Our second year with the fly shop open is in the books and we couldn’t be happier about how it went! Operating a fly shop and guide service is no small task and we couldn’t have found a better staff to help us out. Without their hard work and dedication, we would not be where we are today. A huge shout out goes to all of our shop staff and guides – thank you so much! And of course, without you, the fine folks who support Big Sky Anglers, we would be flat on our butts. Thank you for your business, your friendship, and your amazing word of mouth advertising! Your feedback is invaluable to us as we move forward and grow, so please don’t hesitate to tell how us how we can better serve your needs, or what we are doing right. Our commitment to you is to be the friendliest, most knowledgeable, hardest working fly shop that we can be, both on and off the river, every single day.
Somewhere along the way someone took the time to share their knowledge with us and now we are better anglers for it. Of course, by “better” we mean that we are out there having more fun! We love teaching and learning here at Big Sky Anglers, and have chosen to make that a core value of the shop and shop staff. We fully enjoy discovering new methods and ways to approach our fisheries, as well as breaking down all aspects of fly fishing so we can pass that knowledge along to you. Stay tuned in 2019 for more angling, fly tying, and casting clinics as well as technical writing and essays from guys like Robert Van Rensburg, Steve Hoovler, and Matt Klara.

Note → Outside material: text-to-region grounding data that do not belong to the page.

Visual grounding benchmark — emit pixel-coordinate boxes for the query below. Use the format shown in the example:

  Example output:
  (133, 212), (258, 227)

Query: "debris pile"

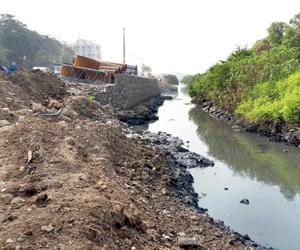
(60, 55), (138, 83)
(0, 71), (258, 249)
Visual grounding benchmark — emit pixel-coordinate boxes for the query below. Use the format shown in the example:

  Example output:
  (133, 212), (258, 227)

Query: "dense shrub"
(189, 12), (300, 123)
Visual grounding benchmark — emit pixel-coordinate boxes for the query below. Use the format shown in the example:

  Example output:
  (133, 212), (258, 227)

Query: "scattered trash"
(240, 198), (250, 205)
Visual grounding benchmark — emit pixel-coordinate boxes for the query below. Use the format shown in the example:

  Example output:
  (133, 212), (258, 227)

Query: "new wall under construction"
(95, 74), (160, 109)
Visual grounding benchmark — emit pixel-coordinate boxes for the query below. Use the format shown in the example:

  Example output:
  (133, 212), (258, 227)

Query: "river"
(148, 86), (300, 250)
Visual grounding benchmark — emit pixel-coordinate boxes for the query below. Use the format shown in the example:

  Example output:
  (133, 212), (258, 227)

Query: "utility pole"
(123, 28), (125, 64)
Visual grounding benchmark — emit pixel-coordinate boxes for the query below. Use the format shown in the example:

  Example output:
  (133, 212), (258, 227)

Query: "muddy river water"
(148, 86), (300, 250)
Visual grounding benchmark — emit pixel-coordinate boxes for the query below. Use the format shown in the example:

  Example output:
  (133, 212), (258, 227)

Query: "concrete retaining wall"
(95, 74), (160, 109)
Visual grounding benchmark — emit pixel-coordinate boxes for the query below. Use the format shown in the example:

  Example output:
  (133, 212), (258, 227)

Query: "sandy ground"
(0, 71), (254, 250)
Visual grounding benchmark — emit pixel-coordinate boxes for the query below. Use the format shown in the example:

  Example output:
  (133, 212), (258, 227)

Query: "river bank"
(192, 99), (300, 147)
(0, 72), (257, 249)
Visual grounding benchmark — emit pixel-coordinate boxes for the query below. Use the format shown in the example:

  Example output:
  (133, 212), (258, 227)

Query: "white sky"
(0, 0), (300, 73)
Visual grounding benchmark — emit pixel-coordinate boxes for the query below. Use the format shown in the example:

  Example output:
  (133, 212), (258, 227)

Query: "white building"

We often ask ourselves, “Where does all the time go?”. It seems like just yesterday that Miles and Joe were shoveling the snow off the front side walk for the umpteenth time during the “endless” winter of 2017-18. Not that we don’t like winter, but last winter was one to remember for sure! January 2018 saw very little snow until the third weekend, and then winter hit us like the Oregon Shortline steaming down Reas Pass back in the 1920’s. Once it began, the snow never stopped and each week another storm would roll in and blanket town. We posted several videos to Instagram documenting the storms, and we hope to continue that along with our snowpack reports this winter as Old Man Winter delivers the goods.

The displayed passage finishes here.